All that is pretty standard analysis in Warren’s political neighborhood. But its utility for Warren is not only that it establishes her as a even-handed critic of an unpopular president of her own party. (And in whose administration she did not serve.) Warren’s critique also includes the 1990s, when Bill Clinton was president — a time Hillary Clinton points to as golden age that can be restored if Americans elect her in 2016.
“Pretty much the whole Republican Party — and if we’re going to be honest, too many Democrats, have talked about the evils of big government and called for deregulation,” Warren said.
What that deregulation — much of it in the Clinton era — led to was the government “tying the hands of regulators” and “turning loose big banks” to “rig the market” and outsource jobs and deal in risky financial instruments, Warren argued. “In short, turning them loose to do whatever juiced short-term profit, even if it came at the expense of working families.”
Warren did not suggest that there was some wonderful time when Bill Clinton was president and those things didn’t happen. Instead, she set herself against the economic trends of not just Reagan and Bush but Clinton and Obama.
Like many a politician, Warren is stronger on analysis than prescription. Her program is standard issue stuff: a higher minimum wage, “equal pay for equal work,” more infrastructure “investment,” increased union power. Of course, Hillary Clinton wants those things, too.

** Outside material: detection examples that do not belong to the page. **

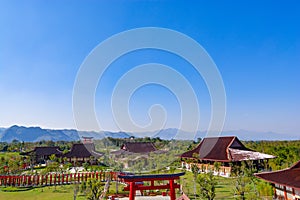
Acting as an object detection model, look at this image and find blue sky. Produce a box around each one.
[0,0,300,136]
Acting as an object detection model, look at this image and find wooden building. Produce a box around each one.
[180,136,274,177]
[63,137,103,164]
[21,147,63,164]
[255,161,300,200]
[110,142,165,168]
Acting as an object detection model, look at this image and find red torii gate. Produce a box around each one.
[119,172,185,200]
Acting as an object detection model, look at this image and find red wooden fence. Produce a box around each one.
[0,172,120,187]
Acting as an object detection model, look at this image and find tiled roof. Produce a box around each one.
[228,148,275,161]
[64,143,103,158]
[255,161,300,189]
[181,136,274,162]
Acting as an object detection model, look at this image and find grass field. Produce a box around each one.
[182,172,234,200]
[0,185,85,200]
[0,172,270,200]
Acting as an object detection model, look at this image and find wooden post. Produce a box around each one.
[50,174,52,185]
[283,186,288,200]
[169,179,176,200]
[129,182,135,200]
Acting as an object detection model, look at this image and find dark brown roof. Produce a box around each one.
[64,143,103,158]
[255,161,300,189]
[24,147,62,156]
[181,136,274,162]
[121,142,157,153]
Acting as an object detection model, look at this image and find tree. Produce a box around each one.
[197,172,217,200]
[233,161,255,200]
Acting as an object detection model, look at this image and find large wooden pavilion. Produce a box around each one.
[180,136,274,177]
[110,142,165,168]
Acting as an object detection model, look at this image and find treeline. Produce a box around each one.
[243,140,300,170]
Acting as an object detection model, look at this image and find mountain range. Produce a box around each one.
[0,125,300,142]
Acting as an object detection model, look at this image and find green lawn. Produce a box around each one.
[181,172,234,199]
[0,185,85,200]
[0,182,124,200]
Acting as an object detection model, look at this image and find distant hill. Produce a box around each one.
[0,125,131,142]
[0,125,300,142]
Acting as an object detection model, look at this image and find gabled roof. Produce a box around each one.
[255,161,300,189]
[24,147,63,156]
[181,136,274,162]
[111,142,164,155]
[64,143,103,158]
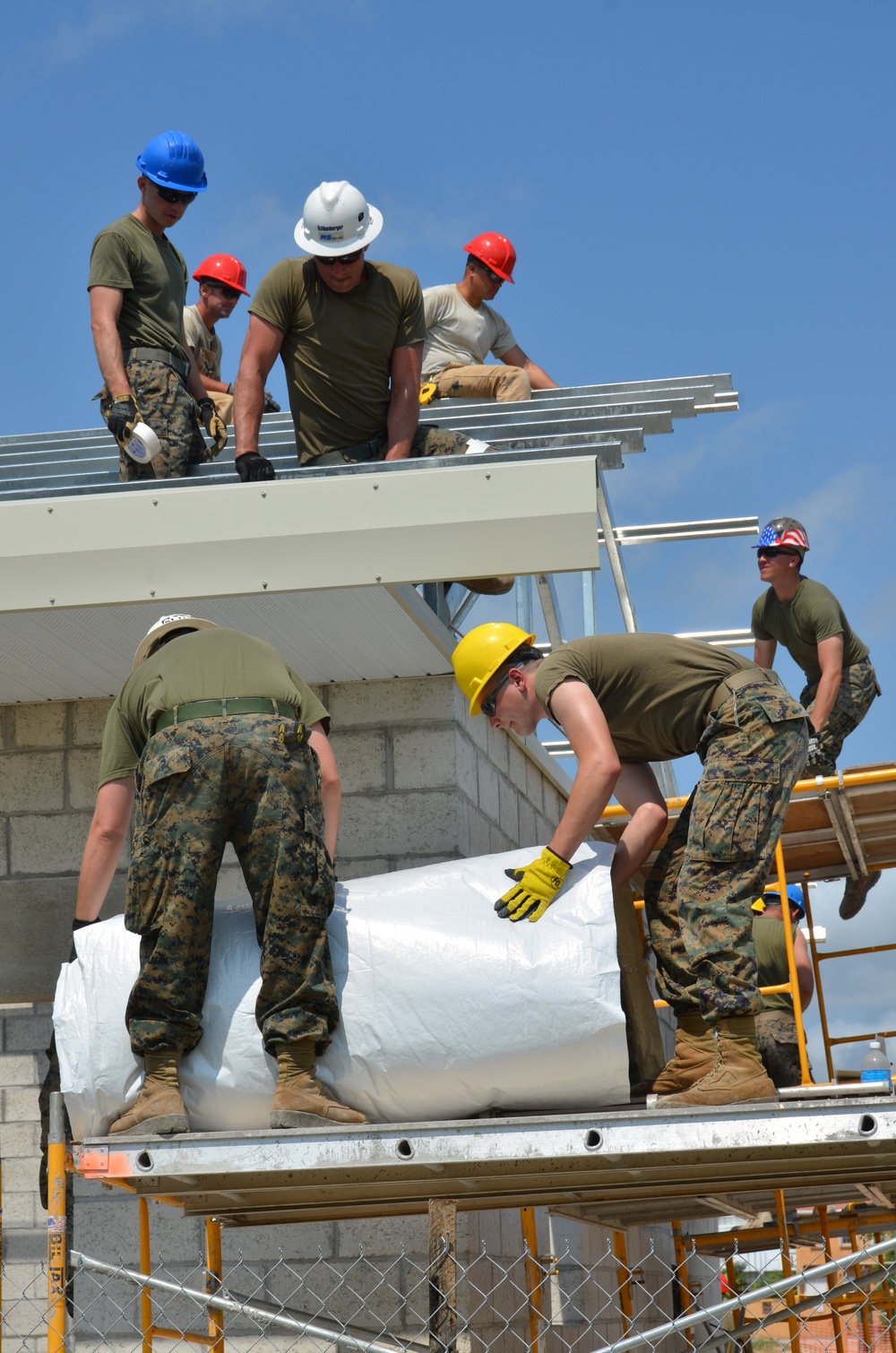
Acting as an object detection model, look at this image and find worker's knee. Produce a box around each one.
[494,366,532,401]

But when Warren declares that “it’s time to break up the Wall Street banks,” the progressives and the populists swoon. It’s an argument that her rival — the one who’s been the subject of stories like “Hillary Clinton’s big paydays from Goldman Sachs” — cannot make and cannot win. That alone makes Warren a serious potential threat.
If Warren doesn’t run a progressive-populist campaign against Clinton, somebody else will. But watching her Wednesday, there’s no doubt Warren would be the best candidate to challenge her party’s frontrunner. And plenty of Democrats would like to see that happen.